Crawley Borough Council has designated a conservation area around the level crossing on Brighton Road. Part of this falls within Southgate's boundaries. Elsewhere, Goffs Park Road has been given the status of an Area of Special Environmental Quality. Goffs Park itself was given a Green Flag Award in July 2008 in recognition of its high standards.
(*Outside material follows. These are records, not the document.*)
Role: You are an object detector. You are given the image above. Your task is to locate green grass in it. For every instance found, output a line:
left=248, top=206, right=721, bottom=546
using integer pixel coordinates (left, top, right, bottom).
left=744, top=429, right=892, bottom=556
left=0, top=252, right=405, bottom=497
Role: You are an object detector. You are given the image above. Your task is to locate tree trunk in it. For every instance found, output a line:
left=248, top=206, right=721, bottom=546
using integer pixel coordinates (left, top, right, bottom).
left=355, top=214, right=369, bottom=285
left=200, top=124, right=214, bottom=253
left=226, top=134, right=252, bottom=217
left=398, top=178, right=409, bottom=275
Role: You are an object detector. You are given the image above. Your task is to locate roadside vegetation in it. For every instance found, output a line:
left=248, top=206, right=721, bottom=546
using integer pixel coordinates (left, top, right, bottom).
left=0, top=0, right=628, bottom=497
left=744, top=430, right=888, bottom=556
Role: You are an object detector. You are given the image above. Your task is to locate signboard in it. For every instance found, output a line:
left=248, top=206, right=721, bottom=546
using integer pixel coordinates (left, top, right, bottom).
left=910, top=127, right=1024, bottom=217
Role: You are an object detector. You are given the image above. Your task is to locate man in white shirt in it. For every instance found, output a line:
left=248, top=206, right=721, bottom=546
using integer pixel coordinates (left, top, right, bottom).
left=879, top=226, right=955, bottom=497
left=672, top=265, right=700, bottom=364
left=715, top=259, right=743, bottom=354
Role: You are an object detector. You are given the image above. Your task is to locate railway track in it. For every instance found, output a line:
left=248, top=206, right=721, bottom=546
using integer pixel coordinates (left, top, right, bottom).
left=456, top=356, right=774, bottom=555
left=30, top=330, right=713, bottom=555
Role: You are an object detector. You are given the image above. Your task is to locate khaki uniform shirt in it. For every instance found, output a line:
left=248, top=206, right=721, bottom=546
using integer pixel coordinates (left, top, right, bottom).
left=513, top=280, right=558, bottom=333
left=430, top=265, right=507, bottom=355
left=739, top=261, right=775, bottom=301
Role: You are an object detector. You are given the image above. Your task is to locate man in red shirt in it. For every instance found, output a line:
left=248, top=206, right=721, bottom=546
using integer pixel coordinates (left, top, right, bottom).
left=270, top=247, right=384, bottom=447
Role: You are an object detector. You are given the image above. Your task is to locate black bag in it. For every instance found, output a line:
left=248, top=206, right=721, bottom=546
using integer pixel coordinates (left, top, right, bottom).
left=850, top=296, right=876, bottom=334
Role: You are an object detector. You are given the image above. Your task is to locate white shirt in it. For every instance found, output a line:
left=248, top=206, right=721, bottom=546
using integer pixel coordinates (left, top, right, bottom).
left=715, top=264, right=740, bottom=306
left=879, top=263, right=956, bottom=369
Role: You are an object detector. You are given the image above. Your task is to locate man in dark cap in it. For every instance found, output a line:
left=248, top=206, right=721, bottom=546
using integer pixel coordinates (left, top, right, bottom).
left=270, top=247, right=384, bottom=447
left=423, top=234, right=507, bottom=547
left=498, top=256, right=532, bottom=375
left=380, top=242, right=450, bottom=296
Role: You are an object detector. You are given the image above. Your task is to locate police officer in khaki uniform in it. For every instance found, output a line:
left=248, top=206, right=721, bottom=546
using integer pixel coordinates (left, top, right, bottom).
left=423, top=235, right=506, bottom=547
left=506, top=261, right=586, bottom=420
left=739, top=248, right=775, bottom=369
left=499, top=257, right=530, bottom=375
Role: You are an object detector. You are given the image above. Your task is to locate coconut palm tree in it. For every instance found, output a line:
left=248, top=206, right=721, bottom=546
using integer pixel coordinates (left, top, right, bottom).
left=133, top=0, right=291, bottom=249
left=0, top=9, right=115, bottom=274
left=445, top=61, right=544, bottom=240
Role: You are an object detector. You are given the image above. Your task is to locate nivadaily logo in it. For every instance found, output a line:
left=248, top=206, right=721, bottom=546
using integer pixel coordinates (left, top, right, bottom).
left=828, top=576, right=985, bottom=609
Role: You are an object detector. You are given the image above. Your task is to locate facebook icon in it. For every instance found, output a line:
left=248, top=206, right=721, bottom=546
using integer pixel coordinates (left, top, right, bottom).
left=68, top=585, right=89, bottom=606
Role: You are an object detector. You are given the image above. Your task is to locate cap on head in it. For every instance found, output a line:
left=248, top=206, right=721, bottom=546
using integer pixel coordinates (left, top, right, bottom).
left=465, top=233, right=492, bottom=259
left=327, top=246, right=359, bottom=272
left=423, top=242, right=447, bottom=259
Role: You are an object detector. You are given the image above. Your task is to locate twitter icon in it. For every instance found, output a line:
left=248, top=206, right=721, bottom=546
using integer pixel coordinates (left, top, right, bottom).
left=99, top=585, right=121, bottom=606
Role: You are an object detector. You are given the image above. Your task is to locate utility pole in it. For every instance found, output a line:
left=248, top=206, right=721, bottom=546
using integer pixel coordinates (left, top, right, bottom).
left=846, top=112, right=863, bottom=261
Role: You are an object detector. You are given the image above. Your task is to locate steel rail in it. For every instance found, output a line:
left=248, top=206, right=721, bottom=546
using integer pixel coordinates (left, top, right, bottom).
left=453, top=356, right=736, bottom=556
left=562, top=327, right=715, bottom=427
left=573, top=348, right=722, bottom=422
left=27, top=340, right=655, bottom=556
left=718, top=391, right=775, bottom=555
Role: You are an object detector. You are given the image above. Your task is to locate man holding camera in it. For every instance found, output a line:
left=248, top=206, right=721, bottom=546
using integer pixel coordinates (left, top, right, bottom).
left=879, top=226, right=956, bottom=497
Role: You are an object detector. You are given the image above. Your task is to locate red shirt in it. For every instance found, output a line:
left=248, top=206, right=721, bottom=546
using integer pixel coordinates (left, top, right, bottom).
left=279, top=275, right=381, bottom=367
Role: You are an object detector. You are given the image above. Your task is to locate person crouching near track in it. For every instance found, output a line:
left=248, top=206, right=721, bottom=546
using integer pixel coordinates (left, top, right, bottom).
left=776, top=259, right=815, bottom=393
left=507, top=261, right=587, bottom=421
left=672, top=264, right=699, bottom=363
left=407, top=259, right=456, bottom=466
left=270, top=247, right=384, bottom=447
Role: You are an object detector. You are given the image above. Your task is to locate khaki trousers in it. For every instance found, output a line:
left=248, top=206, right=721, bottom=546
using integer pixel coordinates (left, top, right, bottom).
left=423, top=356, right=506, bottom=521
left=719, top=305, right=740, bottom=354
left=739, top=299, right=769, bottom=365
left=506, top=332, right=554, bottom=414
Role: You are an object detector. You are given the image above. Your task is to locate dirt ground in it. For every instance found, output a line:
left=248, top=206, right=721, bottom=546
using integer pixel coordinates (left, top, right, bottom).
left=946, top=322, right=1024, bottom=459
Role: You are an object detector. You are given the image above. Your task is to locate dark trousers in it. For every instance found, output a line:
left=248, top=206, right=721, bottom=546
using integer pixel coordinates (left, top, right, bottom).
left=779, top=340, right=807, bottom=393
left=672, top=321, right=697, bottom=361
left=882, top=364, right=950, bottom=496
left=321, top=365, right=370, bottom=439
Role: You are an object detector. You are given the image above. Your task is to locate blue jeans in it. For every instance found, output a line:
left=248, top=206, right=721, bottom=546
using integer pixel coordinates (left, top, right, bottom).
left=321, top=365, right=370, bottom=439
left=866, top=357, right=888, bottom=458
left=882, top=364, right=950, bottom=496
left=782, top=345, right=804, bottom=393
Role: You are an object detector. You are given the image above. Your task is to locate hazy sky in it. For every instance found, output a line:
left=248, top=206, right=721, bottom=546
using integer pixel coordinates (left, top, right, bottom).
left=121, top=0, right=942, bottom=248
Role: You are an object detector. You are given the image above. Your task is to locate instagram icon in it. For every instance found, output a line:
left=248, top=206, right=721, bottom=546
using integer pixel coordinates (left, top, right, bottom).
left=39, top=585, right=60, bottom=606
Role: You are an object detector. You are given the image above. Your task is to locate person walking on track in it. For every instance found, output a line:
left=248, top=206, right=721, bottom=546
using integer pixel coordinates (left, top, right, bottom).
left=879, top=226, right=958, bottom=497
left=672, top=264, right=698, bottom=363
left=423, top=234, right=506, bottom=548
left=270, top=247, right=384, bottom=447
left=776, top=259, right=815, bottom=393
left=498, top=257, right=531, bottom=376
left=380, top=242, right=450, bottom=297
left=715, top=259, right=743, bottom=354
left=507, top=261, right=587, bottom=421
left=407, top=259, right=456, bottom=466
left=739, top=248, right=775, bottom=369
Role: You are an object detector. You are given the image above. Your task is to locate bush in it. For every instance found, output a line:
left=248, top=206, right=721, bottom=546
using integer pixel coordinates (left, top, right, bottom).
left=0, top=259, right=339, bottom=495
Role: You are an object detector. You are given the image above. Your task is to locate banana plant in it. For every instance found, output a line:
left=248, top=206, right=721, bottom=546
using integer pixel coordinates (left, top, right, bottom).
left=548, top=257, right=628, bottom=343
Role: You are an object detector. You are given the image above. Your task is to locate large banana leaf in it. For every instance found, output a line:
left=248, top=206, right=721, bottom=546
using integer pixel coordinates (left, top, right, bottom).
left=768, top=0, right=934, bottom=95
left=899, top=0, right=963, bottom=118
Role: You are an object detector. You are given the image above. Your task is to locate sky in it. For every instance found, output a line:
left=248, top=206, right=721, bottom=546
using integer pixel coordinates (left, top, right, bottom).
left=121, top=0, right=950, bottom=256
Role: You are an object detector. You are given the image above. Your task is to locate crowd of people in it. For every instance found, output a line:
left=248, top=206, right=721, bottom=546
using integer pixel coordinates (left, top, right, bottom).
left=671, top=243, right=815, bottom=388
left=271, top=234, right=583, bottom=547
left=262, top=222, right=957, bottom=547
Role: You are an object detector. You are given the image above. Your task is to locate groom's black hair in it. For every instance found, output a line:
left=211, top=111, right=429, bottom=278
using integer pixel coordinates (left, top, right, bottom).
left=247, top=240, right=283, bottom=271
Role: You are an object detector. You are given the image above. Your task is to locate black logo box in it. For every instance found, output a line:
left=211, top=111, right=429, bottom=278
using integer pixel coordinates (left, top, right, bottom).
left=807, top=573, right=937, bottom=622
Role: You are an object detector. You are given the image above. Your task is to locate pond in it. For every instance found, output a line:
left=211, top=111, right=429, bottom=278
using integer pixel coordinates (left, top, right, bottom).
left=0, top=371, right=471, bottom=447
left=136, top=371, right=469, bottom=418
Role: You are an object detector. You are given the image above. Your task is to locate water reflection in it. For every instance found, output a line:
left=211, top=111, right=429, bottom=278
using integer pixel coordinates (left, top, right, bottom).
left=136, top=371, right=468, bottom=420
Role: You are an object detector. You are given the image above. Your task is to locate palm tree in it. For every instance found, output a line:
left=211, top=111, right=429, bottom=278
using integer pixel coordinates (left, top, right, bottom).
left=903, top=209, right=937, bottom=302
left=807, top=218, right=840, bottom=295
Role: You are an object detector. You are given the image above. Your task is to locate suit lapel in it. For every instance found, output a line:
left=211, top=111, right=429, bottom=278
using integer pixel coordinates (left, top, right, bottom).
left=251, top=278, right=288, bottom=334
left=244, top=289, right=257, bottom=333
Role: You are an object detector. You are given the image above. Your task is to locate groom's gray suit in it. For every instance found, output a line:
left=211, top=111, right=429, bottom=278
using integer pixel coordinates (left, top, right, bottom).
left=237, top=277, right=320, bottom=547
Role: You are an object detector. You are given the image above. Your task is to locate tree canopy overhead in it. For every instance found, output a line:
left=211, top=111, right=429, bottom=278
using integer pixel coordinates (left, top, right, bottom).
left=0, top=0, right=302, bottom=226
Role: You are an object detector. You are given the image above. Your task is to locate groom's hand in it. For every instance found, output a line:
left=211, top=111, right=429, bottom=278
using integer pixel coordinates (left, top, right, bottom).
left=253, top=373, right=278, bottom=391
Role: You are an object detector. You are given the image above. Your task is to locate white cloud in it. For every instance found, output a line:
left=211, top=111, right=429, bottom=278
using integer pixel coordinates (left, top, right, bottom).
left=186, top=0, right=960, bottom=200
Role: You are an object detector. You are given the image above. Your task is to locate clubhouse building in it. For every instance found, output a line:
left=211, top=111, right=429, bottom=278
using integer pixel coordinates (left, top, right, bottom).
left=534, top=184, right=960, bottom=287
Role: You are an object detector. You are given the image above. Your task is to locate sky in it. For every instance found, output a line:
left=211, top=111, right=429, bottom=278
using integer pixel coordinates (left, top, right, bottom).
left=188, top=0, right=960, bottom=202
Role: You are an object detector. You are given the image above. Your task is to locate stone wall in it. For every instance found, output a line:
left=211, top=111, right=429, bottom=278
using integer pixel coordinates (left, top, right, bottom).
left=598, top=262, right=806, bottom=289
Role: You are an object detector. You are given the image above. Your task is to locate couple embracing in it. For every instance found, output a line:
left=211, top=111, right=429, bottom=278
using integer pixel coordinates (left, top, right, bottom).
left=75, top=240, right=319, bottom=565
There were 59 locally listed buildings in Crawley as of 2010; seven are in Southgate. Crawley Museum is based in Goffs Park House in Goffs Park, although in March 2010 plans were announced to move it elsewhere in the town—possibly to Tree House, a vacant council-owned listed building in the town centre. Goffs Park House was designed in 1882 by architect William Buck and built by a Horsham-based firm on behalf of banker Edwin Henty. The red-brick, Bath stone and sandstone building combines the Queen Anne Revival and Vernacular styles. Its large grounds have become Goffs Park. Nightingale House on the Brighton Road dates from 1901 and was originally a bank branch. Its "striking corner turret", oriel windows and detailed treatment of the ground-floor elevation make it a local landmark. The four villas at 108–122 Malthouse Road, forming eight semi-detached houses, are of a similar date and retain most of their original features such as carved timber porches and stained glass panelling. The local building firm James Longley & Company built them. Goffs Park Road was developed with large houses in the early 20th century, and Park Lodge and Masons Hall (now offices) are two examples. Park Lodge has been considerably altered but retains the character of a "late Victorian red-brick villa"; Masons Hall is later (1905) and "rather eccentric", resembling a Tuscan villa and featuring a campanile-style projection at one corner. Nearby, 49 Brighton Road, a large detached villa, is an example of Richard Cook's late-19th-century housing in the "New Town" area of Southgate. It has red-brick walls with ornate mouldings, timber-framed gables and original sash windows. St Mary's Church is also on the local list.

==Transport==
Metrobus, which operates most local bus services in Crawley, serves several stops in Southgate. The nearest railway station is Crawley, which has a rear entrance on East Park Road in the north of the neighbourhood.

Levels of vehicle ownership, as measured by the 2001 census, are lower than in Crawley as a whole. At the census date, the mean number of vehicles per household was 1.09 (the overall Crawley figure was 1.21), and 25.4% of households had no transport of their own, compared to 20.4% in Crawley overall.